As far as the old porch went, much of the wooden structure was rotted and the two steel posts holding it up were not attached well and would probably just come off if they were bumped hard enough.  Not good at all.  The homeowner tore off the roof and left the basic frame for me to deal with as you see in the picture.  I ended up using new 2×6 rafters and only keeping the basic headers to use again.  They were attached through the brick on the house, so I left that alone.

As I said, we were building a much larger porch than the original.  We wanted to do this so that the exterior stairs going to the basement would be covered and protected from rain.  Until now, those stairs acted like a big funnel directing rainwater right into the basement.  That’s not good either.

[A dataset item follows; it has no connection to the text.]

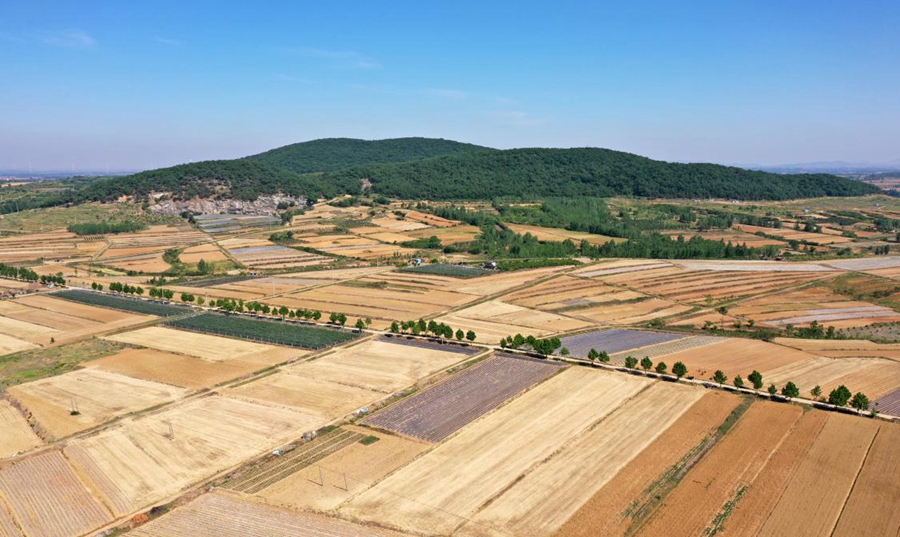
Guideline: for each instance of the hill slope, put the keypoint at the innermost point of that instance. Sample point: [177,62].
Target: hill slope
[331,154]
[582,172]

Anyway, the first step was to add some temporary supports and get rid of those old posts before they fell on my head.  I drilled some holes into the old concrete pillars and attached a stand-off plate with a masonry wedge anchor.  This will not only keep the post up off the concrete where it’s more likely to have water damage, but it is also an easy way to secure the post at the bottom.

In addition to the two posts set on the brick pillars, I installed a new post off to one side to help support the addition.  There would be no stone pillar for this one.  Instead it was set at least 18 inches into concrete.

The roof framing was done in two sections, both using 2×6 rafters with a matching roof pitch.  The addition was just set back a little bit from the main part of the porch.  The homeowner wanted a fairly simple (read: inexpensive) porch so we would be leaving the rafters exposed on the inside with no ceiling to worry about.  This is actually how the old porch was, so perhaps that’s historically accurate??  Maybe for this home it is.

One characteristic of this home that I wanted to continue on the porch was the roof overhang.  Like many homes, the roof sticks out 12 inches or more beyond the house.  When framing, this can be tricky because there’s nothing at the bottom to support this final overhanging rafter, called a barge rafter.  The solution is to support the barge rafter with an outrigger.  As you can see in the picture, the outrigger extends from two rafters over through a notch in the adjacent rafter.  This supports the end rafter much better than just nailing some blocks between the two rafters.

After framing and roofing the porch it was time to add some trim to the posts.  I wanted to add some bulk to the 4×4 posts so I started by boxing them with 1×6 boards.  I then added a cap using 1 1/2 inch boards that I ripped down from 2×4’s.  The bottom got a base of 1×6 boards.  It’s a simple trim treatment, but not unusual.  It really finishes this simple porch well and matches some of the trimwork going on inside the home.